WORSHIP-PURPOSE
The danger is
that worship becomes simply a performance, an exhibition that focuses on us
instead of God. It may give people the false impression that the chief purpose
of God is to glorify humans rather than vice versa.
Nothing makes
God more supreme and more central in worship than when a people are utterly
persuaded that nothing – not money or prestige or leisure or family or job or
health or sports or toys or friends – nothing is going to bring satisfaction to
their sinful, guilty, aching hearts besides God.
John Piper
God's Passion for His Glory, p. 41.
A
God-centered theology must be a missionary theology. If you say that you love
the glory of God, the test of your authenticity is whether you love the spread
of that glory among all the peoples of the world. Or another way to say it is
that worship is the fuel and the goal of missions. Missions
exists because worship doesn't. God's passion is to be known and honored
and worshipped among all the peoples. To worship him is to share that passion
for his supremacy among the nations.
John Piper
The Driving Convictions Behind
Missions, Nov. 2, 1996.
In the
process of striving to fulfill our needs and satisfy our desires, the church
has slipped into a philosophy of “Christian humanism” that is flawed with
self-love, self-esteem, self-fulfillment, and self-glory. There appears to be
scant concern about worshiping our glorious God on His terms. So-called worship
seems little more than some liturgy (high or low) equated with stained-glass
windows, organ music, or emotion-filled songs and prayers. If the bulletin
didn’t say “Worship Service,” maybe we wouldn’t know what we were supposed to
be doing. And that reflects the absence
of a worshiping life – of which a Sunday service is to be only a corporate
overflow.
John MacArthur
The Ultimate Priority, Moody Press
1983, p. viii.
The supreme
motive in our redemption is not for us to receive anything. Rather, we have
been redeemed so that God may receive worship – so that our lives might glorify
Him. Any personal blessing for us is a divine response to the fulfillment of
that supreme purpose… We are to seek to glorify God before we seek to gain
anything from Him. To be concerned primarily with the blessings is to
experience salvation in a shallow, self-centered manner.
John MacArthur
The Ultimate Priority, Moody Press 1983, p.
24.
To pretend to
homage to God, and intend only the advantage of self, is rather to mock Him
than worship Him.
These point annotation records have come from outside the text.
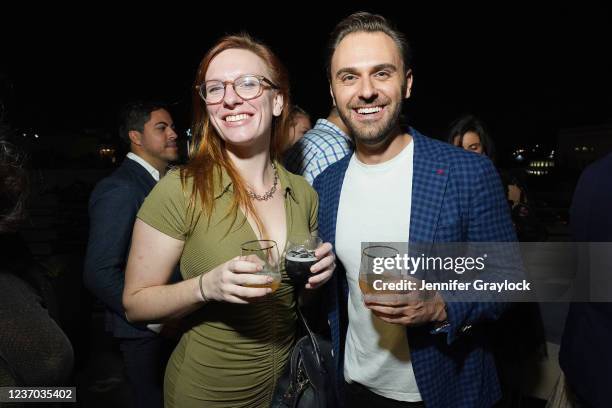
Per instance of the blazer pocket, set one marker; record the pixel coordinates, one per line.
(451, 232)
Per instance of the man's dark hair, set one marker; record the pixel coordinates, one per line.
(363, 22)
(296, 111)
(14, 186)
(134, 115)
(470, 123)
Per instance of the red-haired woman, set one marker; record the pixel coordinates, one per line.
(233, 190)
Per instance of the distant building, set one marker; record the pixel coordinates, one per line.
(578, 147)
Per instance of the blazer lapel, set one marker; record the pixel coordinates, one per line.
(429, 179)
(336, 181)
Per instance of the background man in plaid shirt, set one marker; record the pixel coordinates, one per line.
(320, 147)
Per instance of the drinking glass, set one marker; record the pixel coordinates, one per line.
(264, 252)
(300, 256)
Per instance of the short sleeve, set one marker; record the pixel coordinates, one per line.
(165, 208)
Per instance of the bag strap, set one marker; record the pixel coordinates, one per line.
(310, 334)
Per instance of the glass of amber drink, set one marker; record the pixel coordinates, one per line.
(379, 274)
(264, 252)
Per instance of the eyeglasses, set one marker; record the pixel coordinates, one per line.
(246, 87)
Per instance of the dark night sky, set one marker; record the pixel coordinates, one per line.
(526, 71)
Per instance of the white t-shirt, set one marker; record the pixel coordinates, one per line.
(375, 206)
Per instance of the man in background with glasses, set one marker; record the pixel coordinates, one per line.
(149, 130)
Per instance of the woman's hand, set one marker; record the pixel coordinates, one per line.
(229, 282)
(324, 268)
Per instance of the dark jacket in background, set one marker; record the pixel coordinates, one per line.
(113, 206)
(586, 352)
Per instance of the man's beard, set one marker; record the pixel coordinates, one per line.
(372, 134)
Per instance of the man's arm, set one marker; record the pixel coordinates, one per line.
(489, 221)
(112, 211)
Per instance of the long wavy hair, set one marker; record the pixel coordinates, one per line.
(208, 155)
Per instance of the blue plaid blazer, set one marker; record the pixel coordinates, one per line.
(457, 196)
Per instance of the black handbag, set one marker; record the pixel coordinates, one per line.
(307, 381)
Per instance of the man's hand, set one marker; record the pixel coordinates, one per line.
(407, 310)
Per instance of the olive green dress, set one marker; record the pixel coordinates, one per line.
(233, 354)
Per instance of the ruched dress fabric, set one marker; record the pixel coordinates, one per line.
(232, 355)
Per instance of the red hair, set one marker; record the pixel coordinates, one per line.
(208, 154)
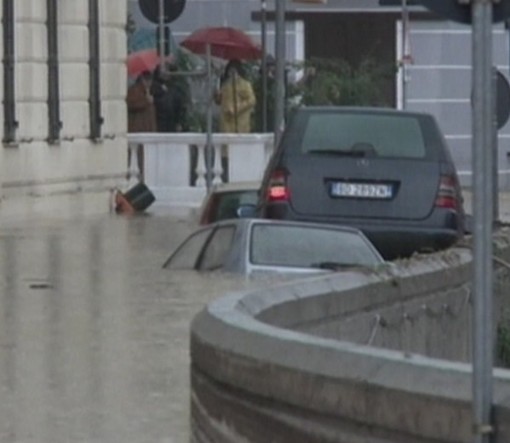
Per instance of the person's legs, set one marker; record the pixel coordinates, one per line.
(140, 162)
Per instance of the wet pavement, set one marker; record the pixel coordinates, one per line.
(93, 333)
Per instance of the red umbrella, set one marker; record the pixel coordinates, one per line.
(140, 61)
(227, 43)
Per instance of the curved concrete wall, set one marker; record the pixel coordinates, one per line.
(352, 357)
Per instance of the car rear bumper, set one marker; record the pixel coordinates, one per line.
(393, 238)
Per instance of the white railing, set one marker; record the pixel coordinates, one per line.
(175, 167)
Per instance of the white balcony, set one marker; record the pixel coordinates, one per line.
(174, 163)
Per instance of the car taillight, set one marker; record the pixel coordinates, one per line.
(447, 196)
(277, 189)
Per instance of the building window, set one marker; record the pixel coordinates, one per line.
(96, 120)
(10, 123)
(55, 125)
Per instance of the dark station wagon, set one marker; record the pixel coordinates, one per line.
(384, 171)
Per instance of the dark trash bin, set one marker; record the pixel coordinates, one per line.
(136, 199)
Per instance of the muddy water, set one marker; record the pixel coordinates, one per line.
(93, 333)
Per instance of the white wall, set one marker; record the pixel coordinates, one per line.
(77, 173)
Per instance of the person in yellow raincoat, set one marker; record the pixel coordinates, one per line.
(237, 103)
(236, 99)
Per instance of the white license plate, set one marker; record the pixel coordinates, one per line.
(362, 190)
When we believe that we ought to be satisfied, rather than
God glorified, we set God below ourselves, imagine that He should submit His
own honor to our advantage: we make ourselves more glorious than God.
Stephen Charnock
Discourses upon the Existence and
Attributes of God, p. 225-226.
I think we
delight to praise what we enjoy because the praise not merely expresses but
completes the enjoyment; it is its appointed consummation. If it were possible
for a created soul fully to “appreciate,” that is, to love and delight in, the
worthiest object of all, and simultaneously at every moment to give this
delight perfect expression, then that soul would be in supreme blessedness. To
praise God fully we must suppose ourselves to be in perfect love with God,
drowned in, dissolved by that delight which, far from remaining pent up within
ourselves as incommunicable bliss, flows out from us incessantly again in
effortless and perfect expression. Our joy is no more separable from the praise
in which it liberates and utters itself than the brightness a mirror receives
is separable from the brightness it sheds.
C.S. Lewis
It is in the
process of being worshipped that God communicates His presence to men.
C.S. Lewis
Just as an
indescribable sunset or a breath-taking mountaintop vista evokes a spontaneous
response, so we cannot encounter the worthiness of God without the response of
worship. If you could see God at this moment, you would so utterly understand
how worthy He is of worship that you would instinctively fall on you face and
worship Him.
Donald Whitney
Spiritual Disciplines for the
Christian Life, 1991, p.
87, Used by permission of NavPress – www.navpress.com,
All rights reserved.
For more information please see the website www.BibicalSpirituality.org.
Worship is a
Spiritual Discipline insofar as it is both an end and a means. The worship of
God is an end in itself because worship, as we’ve defined it, is to
focus on and respond to God. There is no higher goal than focusing on and
responding to God. But worship is also a means in the sense that it is a
means to Godliness. The more truly we worship God, the more we become like Him.
Donald Whitney
Spiritual Disciplines for the Christian Life,
1991, p. 94-95, Used by permission of NavPress – www.navpress.com, All
rights reserved. For more information
please see the website www.BibicalSpirituality.org.
There is one
fundamental reason why the living God wants His people to assemble in worship:
that is, to ascribe to Him the worth and value that are His, individually and
as a body, and to present their bodies as living sacrifices. Worshiping God is
not a means to an end; it is an end in itself!
Ron Owens
The Worship Service: A Hindrance or a Highway
for Revival, Revival Commentary, v. 2, n. 2.
God…is our
“audience” in worship. It is His approval that we are to seek.
Ron Owens
The Worship Service: A Hindrance or a Highway
for Revival, Revival Commentary, v. 2, n. 2.